Councilor of the City council of Villaviciosa de Odón
- Incumbent
- Assumed office 24 May 2015

Personal details
- Born: María de la Cabeza Ruiz Solás 13 September 1970 (age 55) Madrid, Spain
- Party: Vox
- Alma mater: Universidad CEU San Pablo

= María Ruiz Solás =

Spanish politician (born 1970)

María de la Cabeza Ruiz Solás (born 9 September 1970 in Madrid) is a Spanish journalist, businesswoman and politician who is a member of the Congress of Deputies for Vox.

==Biography==
Solás was born in Madrid to a family of Andalusian origin and has three brothers.
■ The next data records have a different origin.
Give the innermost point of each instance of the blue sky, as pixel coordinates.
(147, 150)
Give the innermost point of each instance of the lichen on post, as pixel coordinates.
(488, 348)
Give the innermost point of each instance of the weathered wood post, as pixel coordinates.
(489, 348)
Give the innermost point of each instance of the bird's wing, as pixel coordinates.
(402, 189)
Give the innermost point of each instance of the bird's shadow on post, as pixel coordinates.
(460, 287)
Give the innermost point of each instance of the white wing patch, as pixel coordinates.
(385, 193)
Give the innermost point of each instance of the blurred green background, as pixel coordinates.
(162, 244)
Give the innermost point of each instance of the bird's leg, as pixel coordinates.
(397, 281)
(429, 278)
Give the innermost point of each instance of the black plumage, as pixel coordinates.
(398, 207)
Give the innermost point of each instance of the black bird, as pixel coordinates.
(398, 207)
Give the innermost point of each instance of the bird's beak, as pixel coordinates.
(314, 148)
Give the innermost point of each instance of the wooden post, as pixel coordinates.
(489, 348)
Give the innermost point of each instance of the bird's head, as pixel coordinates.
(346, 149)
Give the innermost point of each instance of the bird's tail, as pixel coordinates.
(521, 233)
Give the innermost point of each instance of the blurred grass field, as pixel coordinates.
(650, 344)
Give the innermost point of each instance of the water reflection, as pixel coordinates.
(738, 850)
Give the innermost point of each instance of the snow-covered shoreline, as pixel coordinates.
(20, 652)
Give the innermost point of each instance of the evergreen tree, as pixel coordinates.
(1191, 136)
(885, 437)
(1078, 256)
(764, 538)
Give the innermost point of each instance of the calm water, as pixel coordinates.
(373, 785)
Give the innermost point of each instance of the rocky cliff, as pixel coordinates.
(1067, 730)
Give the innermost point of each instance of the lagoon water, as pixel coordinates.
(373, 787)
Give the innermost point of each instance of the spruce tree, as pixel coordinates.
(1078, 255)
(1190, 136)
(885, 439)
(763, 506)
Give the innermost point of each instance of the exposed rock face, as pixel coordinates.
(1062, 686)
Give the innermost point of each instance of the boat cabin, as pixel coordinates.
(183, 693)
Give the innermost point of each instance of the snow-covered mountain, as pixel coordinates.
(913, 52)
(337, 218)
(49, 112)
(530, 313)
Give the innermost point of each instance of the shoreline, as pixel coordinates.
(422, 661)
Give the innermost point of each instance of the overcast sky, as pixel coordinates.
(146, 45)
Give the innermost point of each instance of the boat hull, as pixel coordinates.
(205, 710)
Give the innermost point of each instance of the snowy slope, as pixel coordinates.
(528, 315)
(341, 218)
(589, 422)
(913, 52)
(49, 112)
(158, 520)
Her father was an engineer and her mother was a housewife. After leaving school, she studied journalism at the Universidad CEU San Pablo before working for a local newspaper. She later founded a publishing company with her husband focusing on publishing and distributing content in the auto sector and edited a local information magazine in her home municipality of Villaviciosa de Odón.

===Political career===
Solás has claimed that she was originally a supporter of the People's Party (PP) but joined Vox in 2015 due to being disappointed with the PP in government. During the 2015 Spanish local elections, she was elected as a councilor for Vox in Villaviciosa de Odón and unsuccessfully stood as Vox's candidate for mayor in the municipality in 2019.

During the April 2019 Spanish general election, she was elected to the Congress of Deputies for Vox representing the Madrid constituency. She was elected again during the November elections of the same year. In Congress, she sits on the Committees for Tourism and Labor, Inclusion, Social Security and Migration.